The sergeant said that he could, but he was unable to give him a pass. There was also no transport available, as the vehicles were all engaged in taking supplies up to the front line. He had to make his own way back again and found it hard going, as tracks had been made in the soft sand by heavy tanks and trucks and, as there had been a recent downpour, there were lots of pools of rain. He had to take all his possessions with him, as the hairdressing tools were too precious to be left behind.
Eddie walked through miles of the flat Dutch country with its long flat roads. Had he been at home, there would have been shortcuts he could follow, but in this foreign country it was safer to stick to the roads. He changed his mind, though, as he got nearer to the town and the area became more familiar.
He walked some way down a dark high-hedged lane, looking forward to seeing his friends at the convent, especially Anny, but suddenly the hairs on the back of his neck stiffened. He stopped in his tracks. Was that a row of gun barrels poking out through the hedge to the right of him further along the lane?
After a few frozen minutes, he noticed that all was silent, no one had moved or spoken. He forced himself to move forward and investigate.

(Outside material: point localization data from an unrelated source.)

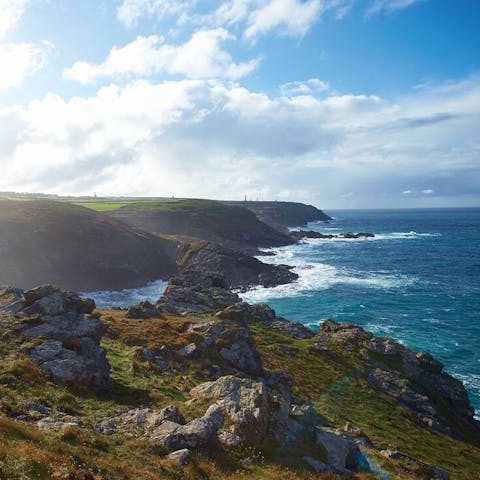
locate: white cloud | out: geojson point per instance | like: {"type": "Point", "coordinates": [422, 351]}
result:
{"type": "Point", "coordinates": [10, 13]}
{"type": "Point", "coordinates": [200, 57]}
{"type": "Point", "coordinates": [287, 17]}
{"type": "Point", "coordinates": [19, 60]}
{"type": "Point", "coordinates": [213, 139]}
{"type": "Point", "coordinates": [389, 6]}
{"type": "Point", "coordinates": [309, 87]}
{"type": "Point", "coordinates": [130, 11]}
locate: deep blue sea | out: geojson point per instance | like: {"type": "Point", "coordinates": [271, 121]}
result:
{"type": "Point", "coordinates": [417, 281]}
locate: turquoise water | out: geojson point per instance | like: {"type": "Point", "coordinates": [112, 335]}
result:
{"type": "Point", "coordinates": [417, 281]}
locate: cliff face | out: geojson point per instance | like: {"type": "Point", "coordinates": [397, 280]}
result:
{"type": "Point", "coordinates": [209, 386]}
{"type": "Point", "coordinates": [192, 220]}
{"type": "Point", "coordinates": [76, 248]}
{"type": "Point", "coordinates": [281, 215]}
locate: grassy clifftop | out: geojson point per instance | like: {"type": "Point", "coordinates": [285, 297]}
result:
{"type": "Point", "coordinates": [332, 379]}
{"type": "Point", "coordinates": [77, 248]}
{"type": "Point", "coordinates": [281, 215]}
{"type": "Point", "coordinates": [193, 220]}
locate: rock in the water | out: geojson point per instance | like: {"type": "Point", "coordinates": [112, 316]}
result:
{"type": "Point", "coordinates": [237, 269]}
{"type": "Point", "coordinates": [142, 310]}
{"type": "Point", "coordinates": [181, 457]}
{"type": "Point", "coordinates": [188, 351]}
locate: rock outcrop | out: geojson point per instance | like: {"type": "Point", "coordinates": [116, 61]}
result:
{"type": "Point", "coordinates": [300, 234]}
{"type": "Point", "coordinates": [193, 292]}
{"type": "Point", "coordinates": [69, 333]}
{"type": "Point", "coordinates": [281, 215]}
{"type": "Point", "coordinates": [414, 380]}
{"type": "Point", "coordinates": [244, 312]}
{"type": "Point", "coordinates": [238, 270]}
{"type": "Point", "coordinates": [196, 220]}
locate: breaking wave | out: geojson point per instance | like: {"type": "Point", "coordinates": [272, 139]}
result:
{"type": "Point", "coordinates": [314, 277]}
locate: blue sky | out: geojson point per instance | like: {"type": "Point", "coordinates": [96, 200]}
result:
{"type": "Point", "coordinates": [340, 103]}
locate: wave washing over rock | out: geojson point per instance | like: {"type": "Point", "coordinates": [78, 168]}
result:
{"type": "Point", "coordinates": [415, 281]}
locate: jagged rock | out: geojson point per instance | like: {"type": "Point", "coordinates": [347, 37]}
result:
{"type": "Point", "coordinates": [254, 408]}
{"type": "Point", "coordinates": [192, 435]}
{"type": "Point", "coordinates": [37, 407]}
{"type": "Point", "coordinates": [416, 380]}
{"type": "Point", "coordinates": [300, 234]}
{"type": "Point", "coordinates": [142, 310]}
{"type": "Point", "coordinates": [295, 329]}
{"type": "Point", "coordinates": [434, 472]}
{"type": "Point", "coordinates": [342, 452]}
{"type": "Point", "coordinates": [194, 293]}
{"type": "Point", "coordinates": [181, 457]}
{"type": "Point", "coordinates": [166, 427]}
{"type": "Point", "coordinates": [229, 439]}
{"type": "Point", "coordinates": [12, 301]}
{"type": "Point", "coordinates": [237, 269]}
{"type": "Point", "coordinates": [71, 349]}
{"type": "Point", "coordinates": [242, 354]}
{"type": "Point", "coordinates": [316, 465]}
{"type": "Point", "coordinates": [242, 400]}
{"type": "Point", "coordinates": [172, 414]}
{"type": "Point", "coordinates": [241, 312]}
{"type": "Point", "coordinates": [188, 351]}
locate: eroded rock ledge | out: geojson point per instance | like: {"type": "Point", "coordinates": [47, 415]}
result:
{"type": "Point", "coordinates": [414, 379]}
{"type": "Point", "coordinates": [67, 334]}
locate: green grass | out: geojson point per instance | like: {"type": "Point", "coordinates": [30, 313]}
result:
{"type": "Point", "coordinates": [333, 381]}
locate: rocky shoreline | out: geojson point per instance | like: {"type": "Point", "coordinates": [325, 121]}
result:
{"type": "Point", "coordinates": [244, 403]}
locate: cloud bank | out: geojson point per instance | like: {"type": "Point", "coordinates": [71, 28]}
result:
{"type": "Point", "coordinates": [216, 139]}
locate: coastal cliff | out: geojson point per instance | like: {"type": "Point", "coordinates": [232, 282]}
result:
{"type": "Point", "coordinates": [281, 215]}
{"type": "Point", "coordinates": [77, 248]}
{"type": "Point", "coordinates": [208, 386]}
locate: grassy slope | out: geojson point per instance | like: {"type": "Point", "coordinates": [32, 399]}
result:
{"type": "Point", "coordinates": [76, 248]}
{"type": "Point", "coordinates": [195, 220]}
{"type": "Point", "coordinates": [331, 380]}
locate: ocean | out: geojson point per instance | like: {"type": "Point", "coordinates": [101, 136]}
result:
{"type": "Point", "coordinates": [417, 281]}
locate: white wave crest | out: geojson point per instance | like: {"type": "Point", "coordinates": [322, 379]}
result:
{"type": "Point", "coordinates": [318, 276]}
{"type": "Point", "coordinates": [129, 296]}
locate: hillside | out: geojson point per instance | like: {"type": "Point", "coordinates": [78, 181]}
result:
{"type": "Point", "coordinates": [192, 220]}
{"type": "Point", "coordinates": [281, 215]}
{"type": "Point", "coordinates": [231, 395]}
{"type": "Point", "coordinates": [46, 241]}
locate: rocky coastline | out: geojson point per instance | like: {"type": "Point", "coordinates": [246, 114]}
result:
{"type": "Point", "coordinates": [244, 403]}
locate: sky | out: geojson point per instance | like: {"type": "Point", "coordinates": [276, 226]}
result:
{"type": "Point", "coordinates": [336, 103]}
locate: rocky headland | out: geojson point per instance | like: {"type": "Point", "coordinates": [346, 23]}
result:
{"type": "Point", "coordinates": [47, 241]}
{"type": "Point", "coordinates": [205, 377]}
{"type": "Point", "coordinates": [203, 384]}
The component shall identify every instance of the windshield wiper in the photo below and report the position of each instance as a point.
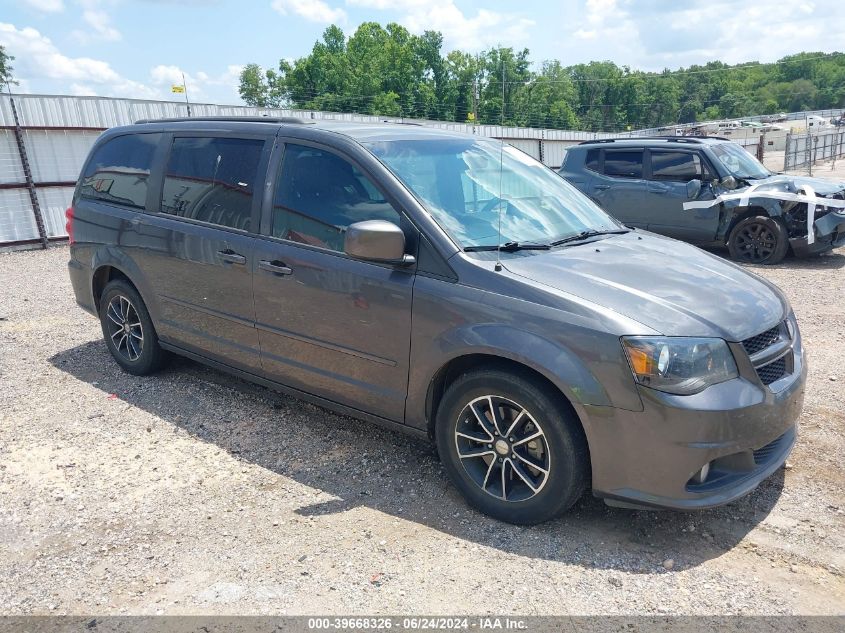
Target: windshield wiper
(583, 235)
(509, 247)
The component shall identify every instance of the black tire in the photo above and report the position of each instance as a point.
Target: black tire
(562, 449)
(138, 356)
(758, 239)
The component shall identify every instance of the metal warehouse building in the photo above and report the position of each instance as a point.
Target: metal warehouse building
(44, 140)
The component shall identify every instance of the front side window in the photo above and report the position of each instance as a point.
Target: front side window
(212, 180)
(623, 164)
(472, 187)
(677, 166)
(319, 194)
(739, 162)
(119, 170)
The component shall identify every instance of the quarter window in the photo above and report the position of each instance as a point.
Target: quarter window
(624, 164)
(119, 170)
(591, 161)
(212, 180)
(679, 166)
(319, 194)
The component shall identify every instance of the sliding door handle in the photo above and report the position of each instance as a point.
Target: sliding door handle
(276, 267)
(231, 256)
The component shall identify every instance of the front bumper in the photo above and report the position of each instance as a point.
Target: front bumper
(742, 428)
(829, 234)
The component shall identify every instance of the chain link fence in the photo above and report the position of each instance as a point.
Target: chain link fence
(806, 149)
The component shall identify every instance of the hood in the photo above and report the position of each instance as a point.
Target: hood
(785, 182)
(669, 286)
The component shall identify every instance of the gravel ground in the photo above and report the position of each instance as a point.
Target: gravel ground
(193, 492)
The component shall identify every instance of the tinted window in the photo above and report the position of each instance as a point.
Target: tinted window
(212, 180)
(680, 166)
(624, 164)
(119, 169)
(319, 194)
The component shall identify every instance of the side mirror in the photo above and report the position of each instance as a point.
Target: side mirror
(376, 241)
(693, 188)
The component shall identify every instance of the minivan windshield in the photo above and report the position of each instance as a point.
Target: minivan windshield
(472, 186)
(739, 162)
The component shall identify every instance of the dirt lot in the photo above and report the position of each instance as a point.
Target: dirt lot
(192, 492)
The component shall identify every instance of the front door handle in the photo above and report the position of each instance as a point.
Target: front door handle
(231, 256)
(276, 267)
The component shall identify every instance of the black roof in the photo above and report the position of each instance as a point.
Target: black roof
(643, 141)
(360, 131)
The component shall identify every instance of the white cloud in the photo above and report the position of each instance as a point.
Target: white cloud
(37, 58)
(200, 84)
(46, 6)
(99, 26)
(468, 32)
(311, 10)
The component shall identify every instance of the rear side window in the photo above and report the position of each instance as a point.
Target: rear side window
(319, 194)
(591, 161)
(119, 170)
(680, 166)
(623, 164)
(212, 180)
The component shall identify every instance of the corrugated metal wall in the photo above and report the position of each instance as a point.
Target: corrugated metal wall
(58, 132)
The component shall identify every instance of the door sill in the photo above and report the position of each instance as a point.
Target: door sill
(296, 393)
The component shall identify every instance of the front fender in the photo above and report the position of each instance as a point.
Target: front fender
(586, 364)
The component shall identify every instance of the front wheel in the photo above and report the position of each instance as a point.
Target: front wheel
(758, 240)
(511, 447)
(128, 329)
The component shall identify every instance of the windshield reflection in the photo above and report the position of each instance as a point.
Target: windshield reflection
(470, 186)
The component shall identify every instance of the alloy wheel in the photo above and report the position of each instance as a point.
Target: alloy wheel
(756, 242)
(502, 448)
(125, 329)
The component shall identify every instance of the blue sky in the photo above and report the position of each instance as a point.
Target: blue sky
(138, 48)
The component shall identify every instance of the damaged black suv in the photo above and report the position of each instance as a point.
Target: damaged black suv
(710, 192)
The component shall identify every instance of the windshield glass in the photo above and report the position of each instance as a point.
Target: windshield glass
(739, 162)
(464, 183)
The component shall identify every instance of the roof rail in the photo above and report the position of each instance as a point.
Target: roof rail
(678, 139)
(233, 119)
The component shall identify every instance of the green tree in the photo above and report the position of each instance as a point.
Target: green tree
(388, 71)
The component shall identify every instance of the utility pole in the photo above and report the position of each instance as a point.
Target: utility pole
(502, 59)
(184, 83)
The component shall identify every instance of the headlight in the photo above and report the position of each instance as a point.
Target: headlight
(679, 365)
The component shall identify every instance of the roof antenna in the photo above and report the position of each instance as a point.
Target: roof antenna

He moved himself up to the first of the gun barrels, only to find on closer inspection, that it was just a big bluff. Slim tree trunks had been trimmed and shaped exactly like guns, then placed in position in the hedges. Eddie had experienced tricks like this before, but this one was clever and had really scared him. He continued along the lane walking on the vehicle tracks, in case there was an unexploded land mine.
It was getting really dark when Eddie finally reached his destination. He only had verbal permission to be there by the sergeant, so as the Canadians were occupying the town by then, he was nervous of encountering their Military police or any English ones for that matter. He had sped silently through the deserted streets towards the convent, which was the only place he knew.
His heart sank, as he knocked on the thick oak of the convent, when he realised that it was possible that Anny had gone back home for the night, making conversation impossible with the convent dwellers and he didn’t know where she lived.
After a short interval the door was opened by a nun and, without speaking, she beckoned Eddie to go inside, then ran quickly to fetch the priest to see him. Eddie managed to convey to the priest that he wanted to speak with Anny and the small boy on the bicycle was dispatched with a message.
Anny came quickly once the priest’s message had been given to her. She had many calls on her services as a linguist now that the Canadians were billeted in the town. She was surprised to see Eddie in the courtyard, possibly because he had taken up her invitation so quickly, but now his duties as a barber were over, he had been left to cool his heels.
He was made very welcome by her parents, though they couldn’t speak a word of English, but with Anny interpreting, they were able to communicate.
Anny also had other brothers and sisters who had learnt to speak English at school, so they were really happy to practice the language too. He never found out, though, why Anny had introduced him as “Jimmy” but he was happy to be called just that.
When the meal was over, a simple meal, but enjoyed by all as they had only recently been reunited as a family, the daughters got up to clear the table and Eddie offered to help with the washing up. They were horrified. It wasn’t done for a man to do a woman’s job, he was to sit with the father, a small grey-haired man, whom Eddie had been told was a businessman, but if he hadn’t known that, thought he looked like a professor. The matter was settled and Eddie sat with Father who had produced a stone bottle containing schnapps to share. Eddie, who was used to drinking brandy, found the spirit very palatable and he settled back quite comfortably with his new found friends.